The community’s rediscovery of the race riot on September 4, 1907, motivated the monument’s creation. As it describes, hundreds of Sikhs, Muslims, and Hindus worked in Bellingham’s lumber industry until a mob of nearly 500 white men drove them out of town with violence overnight. “Racial fear and prejudice combined with economic competition” drove the attacks. The police held immigrants in “protective custody” at Bellingham City Hall but left them no options but to flee. “Most fled to settle in California and British Columbia,” the plaque says, and South Asian immigration to Bellingham did not largely resume until the 1980s.
Another plaque describes Whatcom County’s role in the anti-Japanese internment camps of World War II. The 120,000 Japanese immigrants and American-born citizens interned under Order 9066 under racist suspicions of treason and espionage included all 33 Whatcom County residents by June 3, 1942. Washington’s former Camp Harmony in Puyallup, which confined 7,390 people, received a memorial sculpture in 1983, and the Civil Liberties Act of 1988 issued an apology nationally. “None of the former Japanese American residents returned to Whatcom County,” the Arch’s plaque says.
At the monument’s unveiling, Western Washington University President Dr. Sabah Randhawa spoke on the history and Bellingham’s commitment to acknowledging and healing from it. The Arch’s final plaque includes a joint proclamation to celebrate diversity by Bellingham Mayor Tim Douglas and Whatcom County Executive Pete Kremen.
According to the Bellingham Sister Cities Association, the Tateyama Friendship Garden strives “to provide an aesthetically satisfying, emotionally quieting, and intellectually stimulating space.” Photo credit: Anna Diehl
Japanese Stone Lantern
By far, the oldest sculpture at Bellingham Public Library is the “Japanese Stone Lantern,” tucked away in a tranquil garden outside the main lawn. It was a 1965 gift from Tateyama, Japan, under the Bellingham Sister Cities Association.
As a previous article on sister cities notes, the Tateyama Friendship Garden started in 1958 and receives continued stewardship by the association’s Friends of the Tateyama Garden. It features Japanese plants such as cherry and maple trees, serving as a quiet space and cultural education venue.

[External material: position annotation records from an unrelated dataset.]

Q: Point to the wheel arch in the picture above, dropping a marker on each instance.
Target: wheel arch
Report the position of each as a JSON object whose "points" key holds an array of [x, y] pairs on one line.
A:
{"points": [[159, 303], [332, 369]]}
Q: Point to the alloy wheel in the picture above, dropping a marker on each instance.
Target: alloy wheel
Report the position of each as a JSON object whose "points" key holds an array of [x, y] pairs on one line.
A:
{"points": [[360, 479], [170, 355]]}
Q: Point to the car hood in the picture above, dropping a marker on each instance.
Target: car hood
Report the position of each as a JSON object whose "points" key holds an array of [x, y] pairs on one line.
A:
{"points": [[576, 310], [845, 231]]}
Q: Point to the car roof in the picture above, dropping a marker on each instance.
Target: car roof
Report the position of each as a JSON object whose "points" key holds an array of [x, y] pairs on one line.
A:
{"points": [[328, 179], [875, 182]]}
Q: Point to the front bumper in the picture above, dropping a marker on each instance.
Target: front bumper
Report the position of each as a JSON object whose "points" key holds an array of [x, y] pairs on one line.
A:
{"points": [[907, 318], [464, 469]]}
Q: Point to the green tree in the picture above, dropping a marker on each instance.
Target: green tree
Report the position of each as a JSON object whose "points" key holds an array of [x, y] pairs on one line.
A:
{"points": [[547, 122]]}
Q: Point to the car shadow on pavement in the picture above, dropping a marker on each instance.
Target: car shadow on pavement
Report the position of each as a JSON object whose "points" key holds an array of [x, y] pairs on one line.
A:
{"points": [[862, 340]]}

The garden and sculpture feature plaques on the dedication by Mayor John Westford of Bellingham and Mayor Yuzuru Hon-ma of Tateyama.

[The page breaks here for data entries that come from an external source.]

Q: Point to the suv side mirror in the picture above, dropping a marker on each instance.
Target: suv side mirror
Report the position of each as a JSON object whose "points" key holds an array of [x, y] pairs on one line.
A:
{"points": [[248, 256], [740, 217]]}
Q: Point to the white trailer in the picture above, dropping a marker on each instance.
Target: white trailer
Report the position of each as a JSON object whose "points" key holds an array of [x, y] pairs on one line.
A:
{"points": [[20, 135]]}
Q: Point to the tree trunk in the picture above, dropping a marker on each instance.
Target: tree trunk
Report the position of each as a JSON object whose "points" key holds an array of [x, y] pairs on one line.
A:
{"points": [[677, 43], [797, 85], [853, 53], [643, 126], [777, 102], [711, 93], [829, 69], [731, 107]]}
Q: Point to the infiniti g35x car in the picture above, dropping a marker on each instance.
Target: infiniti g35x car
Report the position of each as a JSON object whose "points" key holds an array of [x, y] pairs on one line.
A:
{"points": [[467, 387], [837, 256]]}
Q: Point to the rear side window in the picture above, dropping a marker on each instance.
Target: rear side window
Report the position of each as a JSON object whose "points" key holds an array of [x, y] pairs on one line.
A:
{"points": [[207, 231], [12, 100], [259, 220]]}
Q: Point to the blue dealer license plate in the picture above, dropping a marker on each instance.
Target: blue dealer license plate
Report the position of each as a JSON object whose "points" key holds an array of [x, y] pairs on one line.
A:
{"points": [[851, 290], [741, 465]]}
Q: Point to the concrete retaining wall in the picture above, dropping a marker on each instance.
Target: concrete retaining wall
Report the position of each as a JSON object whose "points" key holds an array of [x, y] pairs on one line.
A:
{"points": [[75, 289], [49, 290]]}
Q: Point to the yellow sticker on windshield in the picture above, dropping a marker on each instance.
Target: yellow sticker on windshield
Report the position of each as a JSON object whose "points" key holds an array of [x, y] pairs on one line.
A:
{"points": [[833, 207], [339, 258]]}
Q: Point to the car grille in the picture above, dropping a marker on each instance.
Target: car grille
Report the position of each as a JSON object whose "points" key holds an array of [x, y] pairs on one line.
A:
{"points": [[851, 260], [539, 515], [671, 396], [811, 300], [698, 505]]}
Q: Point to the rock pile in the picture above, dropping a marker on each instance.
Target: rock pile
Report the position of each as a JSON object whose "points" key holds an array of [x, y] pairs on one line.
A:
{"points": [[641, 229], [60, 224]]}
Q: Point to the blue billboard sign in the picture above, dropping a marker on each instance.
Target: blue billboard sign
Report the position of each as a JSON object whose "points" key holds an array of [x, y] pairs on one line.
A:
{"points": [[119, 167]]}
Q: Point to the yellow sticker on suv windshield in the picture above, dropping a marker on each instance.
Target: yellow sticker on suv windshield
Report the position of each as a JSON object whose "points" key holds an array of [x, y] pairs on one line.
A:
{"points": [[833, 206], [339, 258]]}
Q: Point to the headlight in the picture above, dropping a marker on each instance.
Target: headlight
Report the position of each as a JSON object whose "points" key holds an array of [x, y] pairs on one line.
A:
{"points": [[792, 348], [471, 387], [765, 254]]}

According to a contemporary “Bellingham Herald” article, “It is a copy of one in a shrine in Nara, the ancient capital of Japan. The hole in front represents the sun while in back is a crescent.”
“Upright Observation Table” is one of the older sculptures visitors interact with, like a bench or other functional architecture. Photo credit: Anna Diehl
Local Whatcom County Artists
The library lawn is also called Lee Memorial Park for Peter P. Lee, the Bellingham wholesale grocer whose heirs owned Woodstock Farm in the early 1900s. It features regional artists’ sculptures throughout the outdoor reading space.
“Delilah,” the giraffe sculpture, remains popular among children and adults. Cheryl Box, Mary Kuebelbeck, Bob Larson, and Stan Richardson created her from recycled steel for the 2002 Welding Rodeo at Bellingham Technical College.
“Meeting of the Minds” by Ed Haddaway inspires young minds to read from outside the ground floor window. This 2003 painted steel piece resembles many of the artist’s other works depicting stylized people.
The 1992 “Amending Table for Talking” by Kay Kammerzell and 1994 “Upright Observation Table” by Andrew Wachs combine form and function in the built environment with steel and wood construction.
The library’s Poetry Walk in front features placards with winning entries of the Sue C. Boynton Poetry Contest. With indoor sculptures donated locally and new City of Bellingham installments anticipated, the library’s learning landscape constantly changes with the minds it inspires.